Cindy Albertson, Roger Griffith, Eric Meier, and Margo Delidow
Abstract
Lygia Clark (1920–1988) was a leading abstract artist at the forefront of the Neo-Concretist movement in Brazil, fostering the active participation of spectators through her works. She has become a major reference for contemporary artists dealing with the limits of conventional forms of art. The Museum of Modern Art’s retrospective Lygia Clark: The Abandonment of Art, May 10–August 24, 2014 the first comprehensive exhibition in North America of her work, comprised nearly 300 works made between the late 1940s and her death in 1988. The survey was organized around three themes: abstraction, Neo-Concretism, and the “abandonment” of art. Twenty months prior to the exhibition several hundred original objects and propositions, replica objects, and works on paper arrived on early loan from the Lygia Clark family in Brazil. Upon arrival all of these works were carefully documented and treated. Clark’s late conceptual and tangible artworks comprised a series of therapeutic propositions or sensorial works grounded in art. Historically her subjects— now the audience—were to participate in the activation of these works along with a trained facilitator or group of facilitators, thus making performance an integral part of the presentation.

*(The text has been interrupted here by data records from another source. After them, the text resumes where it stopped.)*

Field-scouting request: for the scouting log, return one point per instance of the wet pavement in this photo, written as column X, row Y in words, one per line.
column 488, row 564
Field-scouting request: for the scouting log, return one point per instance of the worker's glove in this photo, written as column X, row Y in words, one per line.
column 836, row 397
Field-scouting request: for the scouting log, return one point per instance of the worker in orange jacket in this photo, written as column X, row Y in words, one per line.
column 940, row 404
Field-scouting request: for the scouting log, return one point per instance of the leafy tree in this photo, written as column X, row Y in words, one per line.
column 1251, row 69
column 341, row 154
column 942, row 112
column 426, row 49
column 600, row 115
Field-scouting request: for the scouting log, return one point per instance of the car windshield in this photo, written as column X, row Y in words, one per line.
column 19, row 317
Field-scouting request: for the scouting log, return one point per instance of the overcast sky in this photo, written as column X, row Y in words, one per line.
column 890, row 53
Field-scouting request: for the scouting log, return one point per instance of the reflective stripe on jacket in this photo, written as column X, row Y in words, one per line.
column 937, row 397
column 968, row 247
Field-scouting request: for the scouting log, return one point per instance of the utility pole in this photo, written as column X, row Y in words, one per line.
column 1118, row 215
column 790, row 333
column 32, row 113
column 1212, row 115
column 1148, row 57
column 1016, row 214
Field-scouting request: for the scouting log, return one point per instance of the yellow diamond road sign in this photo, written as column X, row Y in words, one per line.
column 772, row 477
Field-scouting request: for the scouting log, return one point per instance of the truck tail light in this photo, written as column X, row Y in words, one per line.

Curatorial vision and conceptual preservation necessitated studying and recreating a set of these reference objects and propositions. What began as a conversation about making new exhibition copies resulted in multi-layered dialogue involving many departments within the museum, external conservation companies, and many representatives from the artist’s estate. Memory, past history, provenance, and conjecture played a significant role in the labyrinth of decision making processes during the creation and approval of the exhibition copies. A myriad of individuals, were consulted including Clark’s former facilitators, past re-fabricators, immediate family members, outside conservators, and curators. During the fabrication process, conservators acted as participants engaging all of their own senses while making the replicas. On multiple occasions those senses did not match to those of the family, or the earlier activators and curators. Conservators struggled to use a set of tools that lay both inside and outside of the standard tool-roll for this process: documentation, process of fabrication, material technical analysis, sensory awareness and deprivation, recorded artist interviews, and oral history from the artist’s estate. The conservation team embraced the challenge and recognized the effectiveness of working collaboratively both internally and externally, as the role of the conservator was shifted to that of co-collaborator, artist assistant, and art maker.